Zu den technischen Schwierigkeiten, der komplizierten Kommunikation unter den internationalen Taskforce-Mitgliedern kam der Erbstreit mit der Familie des Sammlers. Cornelius Gurlitt hatte überraschend seinen Nachlass dem Kunstmuseum Bern vermacht, für das die Bundesregierung weiterhin die Provenienzforschung übernahm, um ihre bleibende Verantwortung zu signalisieren. Im letzten Moment machte eine Cousine von Gurlitt ihre Ansprüche geltend und legte ein posthumes Gutachten vor, das die Testierfähigkeit des Sammlers infrage stellte. Nachdem ein Gegengutachten Ende 2015 wiederum seine Zurechnungsfähigkeit bestätigt hat, wird nun im Frühjahr eine letzte Entscheidung der Gerichte erwartet.

Von elf Objekten waren fünf Raubkunst

Für das fortan unter Leitung der bisherigen Koordinatorin Andrea Baresel-Brand stehende Forscherteam geht die Arbeit davon unberührt weiter. Es wird sich zunächst jenen 117 Werken widmen, für die es Hinweise auf „NS-verfolgungsbedingten Entzug“ gibt, wie der offizielle Terminus lautet, bei insgesamt 25 besteht „für die weitere Beforschung höchste Priorität“. Größere Entdeckungen sind nicht zu erwarten.
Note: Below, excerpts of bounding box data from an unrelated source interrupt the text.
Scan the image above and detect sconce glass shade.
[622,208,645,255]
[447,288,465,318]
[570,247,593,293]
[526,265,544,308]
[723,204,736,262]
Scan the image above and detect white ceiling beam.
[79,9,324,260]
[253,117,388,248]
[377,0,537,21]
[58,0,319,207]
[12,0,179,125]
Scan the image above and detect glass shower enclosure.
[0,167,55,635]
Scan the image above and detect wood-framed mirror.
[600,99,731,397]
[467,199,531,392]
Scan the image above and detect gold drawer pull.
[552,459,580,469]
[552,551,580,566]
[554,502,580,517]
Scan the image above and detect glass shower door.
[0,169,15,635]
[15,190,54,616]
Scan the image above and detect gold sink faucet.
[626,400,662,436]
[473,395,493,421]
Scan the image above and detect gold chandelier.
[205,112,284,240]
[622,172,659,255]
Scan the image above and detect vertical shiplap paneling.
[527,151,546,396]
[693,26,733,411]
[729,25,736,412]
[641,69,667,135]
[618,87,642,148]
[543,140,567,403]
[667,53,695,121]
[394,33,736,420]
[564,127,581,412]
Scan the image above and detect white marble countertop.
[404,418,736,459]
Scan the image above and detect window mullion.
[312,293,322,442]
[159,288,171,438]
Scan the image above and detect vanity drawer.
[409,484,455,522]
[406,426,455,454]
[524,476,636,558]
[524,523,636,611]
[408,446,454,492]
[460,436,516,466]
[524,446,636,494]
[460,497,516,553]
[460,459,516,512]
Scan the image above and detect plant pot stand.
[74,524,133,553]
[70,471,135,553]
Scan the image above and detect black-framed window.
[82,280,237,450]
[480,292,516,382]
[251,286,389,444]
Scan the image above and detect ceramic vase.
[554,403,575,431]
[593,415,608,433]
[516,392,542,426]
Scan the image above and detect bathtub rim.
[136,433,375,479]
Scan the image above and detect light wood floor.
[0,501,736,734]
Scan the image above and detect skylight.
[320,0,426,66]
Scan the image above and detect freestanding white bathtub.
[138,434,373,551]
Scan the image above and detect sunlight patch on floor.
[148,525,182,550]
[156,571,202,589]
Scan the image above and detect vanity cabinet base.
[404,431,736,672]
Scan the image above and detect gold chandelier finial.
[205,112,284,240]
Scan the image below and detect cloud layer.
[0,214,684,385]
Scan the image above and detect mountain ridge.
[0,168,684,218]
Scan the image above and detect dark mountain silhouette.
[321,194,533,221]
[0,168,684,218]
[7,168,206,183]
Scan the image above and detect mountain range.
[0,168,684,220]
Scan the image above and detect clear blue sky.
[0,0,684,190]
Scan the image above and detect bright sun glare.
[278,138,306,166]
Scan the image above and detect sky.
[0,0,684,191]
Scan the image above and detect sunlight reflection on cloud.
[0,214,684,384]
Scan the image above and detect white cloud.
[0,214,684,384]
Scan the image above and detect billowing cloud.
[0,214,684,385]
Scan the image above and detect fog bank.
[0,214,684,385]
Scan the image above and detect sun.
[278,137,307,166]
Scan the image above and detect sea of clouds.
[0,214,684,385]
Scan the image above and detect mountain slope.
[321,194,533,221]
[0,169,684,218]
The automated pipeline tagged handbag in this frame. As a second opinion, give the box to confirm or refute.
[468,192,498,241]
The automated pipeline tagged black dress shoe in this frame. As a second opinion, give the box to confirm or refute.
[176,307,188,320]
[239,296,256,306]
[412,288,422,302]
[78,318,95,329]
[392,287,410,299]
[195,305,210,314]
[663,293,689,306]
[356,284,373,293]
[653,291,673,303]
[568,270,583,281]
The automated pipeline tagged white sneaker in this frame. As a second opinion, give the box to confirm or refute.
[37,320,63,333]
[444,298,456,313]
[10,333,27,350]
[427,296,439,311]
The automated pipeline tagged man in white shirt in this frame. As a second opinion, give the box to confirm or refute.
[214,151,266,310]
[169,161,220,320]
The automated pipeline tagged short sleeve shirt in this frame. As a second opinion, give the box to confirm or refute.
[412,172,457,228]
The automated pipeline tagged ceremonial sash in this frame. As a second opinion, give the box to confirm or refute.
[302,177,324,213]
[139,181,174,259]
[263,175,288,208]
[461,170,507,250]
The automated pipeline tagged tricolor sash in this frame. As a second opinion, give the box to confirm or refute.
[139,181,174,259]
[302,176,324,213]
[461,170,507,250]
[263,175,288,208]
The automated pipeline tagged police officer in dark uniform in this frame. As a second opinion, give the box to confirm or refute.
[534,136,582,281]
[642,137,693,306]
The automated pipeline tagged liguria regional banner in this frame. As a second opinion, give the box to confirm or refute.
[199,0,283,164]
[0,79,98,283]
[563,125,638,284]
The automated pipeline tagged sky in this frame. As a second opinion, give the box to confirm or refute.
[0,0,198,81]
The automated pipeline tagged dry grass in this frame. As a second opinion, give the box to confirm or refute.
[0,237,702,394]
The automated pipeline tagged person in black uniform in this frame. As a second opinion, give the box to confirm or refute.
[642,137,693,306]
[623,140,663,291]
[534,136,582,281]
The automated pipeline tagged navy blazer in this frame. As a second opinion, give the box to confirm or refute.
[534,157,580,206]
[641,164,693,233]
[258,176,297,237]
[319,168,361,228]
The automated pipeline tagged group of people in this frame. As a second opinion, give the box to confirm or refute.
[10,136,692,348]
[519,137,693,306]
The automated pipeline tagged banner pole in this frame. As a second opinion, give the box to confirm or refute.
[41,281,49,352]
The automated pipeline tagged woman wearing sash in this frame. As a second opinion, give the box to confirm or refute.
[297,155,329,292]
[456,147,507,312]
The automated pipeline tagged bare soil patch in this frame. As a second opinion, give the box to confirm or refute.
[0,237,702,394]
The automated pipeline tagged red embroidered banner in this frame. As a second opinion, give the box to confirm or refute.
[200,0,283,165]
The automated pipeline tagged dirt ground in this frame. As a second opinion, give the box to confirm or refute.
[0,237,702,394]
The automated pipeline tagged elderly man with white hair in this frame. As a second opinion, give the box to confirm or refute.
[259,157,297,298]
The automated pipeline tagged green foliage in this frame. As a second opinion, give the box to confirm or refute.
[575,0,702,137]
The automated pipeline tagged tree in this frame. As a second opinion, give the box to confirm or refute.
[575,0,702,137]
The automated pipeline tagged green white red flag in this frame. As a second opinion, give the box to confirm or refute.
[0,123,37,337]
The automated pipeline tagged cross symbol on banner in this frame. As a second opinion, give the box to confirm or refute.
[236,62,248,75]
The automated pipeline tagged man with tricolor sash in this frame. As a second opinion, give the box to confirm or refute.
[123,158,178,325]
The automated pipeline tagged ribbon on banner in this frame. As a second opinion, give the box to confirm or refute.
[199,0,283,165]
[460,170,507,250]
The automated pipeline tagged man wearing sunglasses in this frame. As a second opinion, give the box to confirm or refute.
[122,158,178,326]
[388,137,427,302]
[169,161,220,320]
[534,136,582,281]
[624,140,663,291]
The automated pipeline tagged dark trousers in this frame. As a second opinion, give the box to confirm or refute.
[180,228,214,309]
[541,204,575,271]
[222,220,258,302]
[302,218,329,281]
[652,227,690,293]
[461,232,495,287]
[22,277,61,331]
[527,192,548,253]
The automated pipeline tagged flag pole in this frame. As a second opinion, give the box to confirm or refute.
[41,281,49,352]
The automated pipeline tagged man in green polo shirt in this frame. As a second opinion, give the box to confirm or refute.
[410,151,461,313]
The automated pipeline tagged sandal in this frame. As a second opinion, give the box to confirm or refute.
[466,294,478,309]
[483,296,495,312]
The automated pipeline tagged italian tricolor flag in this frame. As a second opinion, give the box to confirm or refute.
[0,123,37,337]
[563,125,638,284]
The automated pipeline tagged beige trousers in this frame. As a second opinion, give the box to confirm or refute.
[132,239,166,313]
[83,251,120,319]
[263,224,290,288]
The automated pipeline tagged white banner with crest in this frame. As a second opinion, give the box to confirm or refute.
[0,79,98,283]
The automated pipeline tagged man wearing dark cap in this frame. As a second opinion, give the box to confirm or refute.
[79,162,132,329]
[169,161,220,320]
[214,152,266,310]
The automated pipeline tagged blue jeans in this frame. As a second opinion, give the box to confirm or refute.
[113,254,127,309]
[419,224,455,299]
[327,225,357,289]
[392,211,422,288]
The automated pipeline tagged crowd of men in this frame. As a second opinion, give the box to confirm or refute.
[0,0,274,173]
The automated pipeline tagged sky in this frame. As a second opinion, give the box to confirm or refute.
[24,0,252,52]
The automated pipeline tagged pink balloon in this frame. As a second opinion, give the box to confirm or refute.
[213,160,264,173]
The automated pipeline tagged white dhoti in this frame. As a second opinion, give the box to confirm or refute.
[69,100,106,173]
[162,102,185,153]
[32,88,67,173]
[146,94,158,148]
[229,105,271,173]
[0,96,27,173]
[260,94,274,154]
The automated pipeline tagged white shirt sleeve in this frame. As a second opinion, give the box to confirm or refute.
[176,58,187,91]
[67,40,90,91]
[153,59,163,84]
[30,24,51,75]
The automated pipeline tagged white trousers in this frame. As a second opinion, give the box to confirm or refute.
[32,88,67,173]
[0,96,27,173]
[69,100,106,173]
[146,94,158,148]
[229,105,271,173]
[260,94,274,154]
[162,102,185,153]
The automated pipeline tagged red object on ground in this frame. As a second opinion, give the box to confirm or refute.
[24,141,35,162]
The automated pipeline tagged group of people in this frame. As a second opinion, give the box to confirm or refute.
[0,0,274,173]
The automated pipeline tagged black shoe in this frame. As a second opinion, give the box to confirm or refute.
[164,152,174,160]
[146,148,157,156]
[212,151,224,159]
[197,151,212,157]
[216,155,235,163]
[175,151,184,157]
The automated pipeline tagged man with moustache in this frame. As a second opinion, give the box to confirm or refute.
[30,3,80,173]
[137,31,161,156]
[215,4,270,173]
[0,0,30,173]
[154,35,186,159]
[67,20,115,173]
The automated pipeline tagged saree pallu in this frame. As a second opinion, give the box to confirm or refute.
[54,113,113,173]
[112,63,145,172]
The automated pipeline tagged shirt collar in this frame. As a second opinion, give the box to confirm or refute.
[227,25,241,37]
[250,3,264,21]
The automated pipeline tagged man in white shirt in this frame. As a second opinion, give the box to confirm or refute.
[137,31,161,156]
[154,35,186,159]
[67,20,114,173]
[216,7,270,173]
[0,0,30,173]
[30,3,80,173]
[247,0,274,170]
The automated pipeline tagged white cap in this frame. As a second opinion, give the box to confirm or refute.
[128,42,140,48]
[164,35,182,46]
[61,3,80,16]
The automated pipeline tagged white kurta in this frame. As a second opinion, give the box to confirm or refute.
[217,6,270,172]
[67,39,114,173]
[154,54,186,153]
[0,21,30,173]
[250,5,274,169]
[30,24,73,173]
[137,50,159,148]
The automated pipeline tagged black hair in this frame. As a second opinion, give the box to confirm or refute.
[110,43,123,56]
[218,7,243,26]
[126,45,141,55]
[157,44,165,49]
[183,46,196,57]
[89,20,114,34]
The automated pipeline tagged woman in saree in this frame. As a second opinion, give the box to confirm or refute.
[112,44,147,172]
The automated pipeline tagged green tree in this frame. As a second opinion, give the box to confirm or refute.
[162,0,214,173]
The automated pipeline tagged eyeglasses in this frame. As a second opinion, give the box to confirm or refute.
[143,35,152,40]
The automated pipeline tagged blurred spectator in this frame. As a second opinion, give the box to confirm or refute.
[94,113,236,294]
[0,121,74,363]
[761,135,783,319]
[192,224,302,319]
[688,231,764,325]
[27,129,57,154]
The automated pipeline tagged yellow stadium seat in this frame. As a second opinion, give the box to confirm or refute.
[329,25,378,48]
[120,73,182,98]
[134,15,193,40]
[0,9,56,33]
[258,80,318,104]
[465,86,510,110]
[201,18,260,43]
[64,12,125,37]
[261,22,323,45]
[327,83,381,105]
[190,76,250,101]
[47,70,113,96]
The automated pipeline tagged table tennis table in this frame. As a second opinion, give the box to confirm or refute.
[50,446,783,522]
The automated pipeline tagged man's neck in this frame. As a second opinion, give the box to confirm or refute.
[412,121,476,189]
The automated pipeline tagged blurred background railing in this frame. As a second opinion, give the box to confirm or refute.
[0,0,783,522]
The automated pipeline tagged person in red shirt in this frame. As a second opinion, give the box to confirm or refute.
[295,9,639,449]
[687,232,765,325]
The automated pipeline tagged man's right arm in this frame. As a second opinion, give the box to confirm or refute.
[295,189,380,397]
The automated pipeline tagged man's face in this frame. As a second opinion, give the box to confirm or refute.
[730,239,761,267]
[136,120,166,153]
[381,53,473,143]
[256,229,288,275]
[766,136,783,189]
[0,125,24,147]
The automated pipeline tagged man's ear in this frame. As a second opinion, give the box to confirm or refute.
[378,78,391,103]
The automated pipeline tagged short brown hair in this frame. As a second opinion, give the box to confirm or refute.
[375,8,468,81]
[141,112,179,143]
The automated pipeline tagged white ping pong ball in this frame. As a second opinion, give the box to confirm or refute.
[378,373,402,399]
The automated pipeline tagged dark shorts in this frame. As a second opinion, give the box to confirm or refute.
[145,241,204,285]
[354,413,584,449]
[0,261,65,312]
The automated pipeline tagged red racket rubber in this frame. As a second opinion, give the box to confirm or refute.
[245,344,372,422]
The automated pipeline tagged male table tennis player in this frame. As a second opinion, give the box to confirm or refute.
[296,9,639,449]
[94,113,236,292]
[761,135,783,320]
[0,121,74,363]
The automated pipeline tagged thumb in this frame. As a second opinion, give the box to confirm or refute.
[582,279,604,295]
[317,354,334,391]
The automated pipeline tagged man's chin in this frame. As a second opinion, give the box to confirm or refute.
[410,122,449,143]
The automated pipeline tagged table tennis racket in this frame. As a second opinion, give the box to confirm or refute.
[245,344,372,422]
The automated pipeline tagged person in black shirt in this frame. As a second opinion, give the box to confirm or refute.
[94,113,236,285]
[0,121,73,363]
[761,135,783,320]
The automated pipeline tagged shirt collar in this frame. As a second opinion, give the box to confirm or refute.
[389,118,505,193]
Von den elf endgültig ausgeforschten Objekten haben sich fünf tatsächlich als Raubkunst erwiesen, darunter die beiden von Anfang an unter Verdacht stehenden Bilder „Reiter am Strand“ von Liebermann sowie Matisses „Sitzende“. Sie wurden inzwischen an die Nachfahren restituiert, nachdem Cornelius Gurlitt kurz vor seinem Tod erklärt hatte, den Washingtoner Prinzipien freiwillig Folge zu leisten, die bislang nicht für Privatpersonen, sondern nur für öffentliche Museen gelten.

Der Fall Gurlitt beginnt damit einerseits zu schrumpfen, auch wenn er durch die besonderen Umstände, die unmittelbare Verbindung in die finsterste deutsche Vergangenheit, einzigartig ist. Andererseits bleibt er als Skandal virulent, verweist er doch auf ein erst in den letzten Jahren wahrgenommenes Defizit in der Aufarbeitung des NS-Unrechts. Nach wie vor befinden sich in öffentlichen wie privaten Sammlungen zahllose Werke, die im „Dritten Reich“ verfolgten Sammlern abgepresst oder geraubt wurden.

Kurz nach Übergabe des Arbeitsberichts meldete sich Ronald Lauder, Sprecher des World Jewish Congress, und kritisierte die Ergebnisse der Taskforce als „unbefriedigend“. Er habe von Deutschland mehr erwartet, zumal angesichts der drängenden Zeit für die hoch betagten Nachfahren. Jede weitere Verzögerung nannte er „einen Schlag ins Gesicht der Anspruchsteller“. Die Erwartungen bleiben bestehen, sowohl an die Forscher als auch an die Bundesregierung, die ihrer Aufgabe „moralisch gerecht“ werden will (Grütters). Sie sind weiterhin kaum zu erfüllen.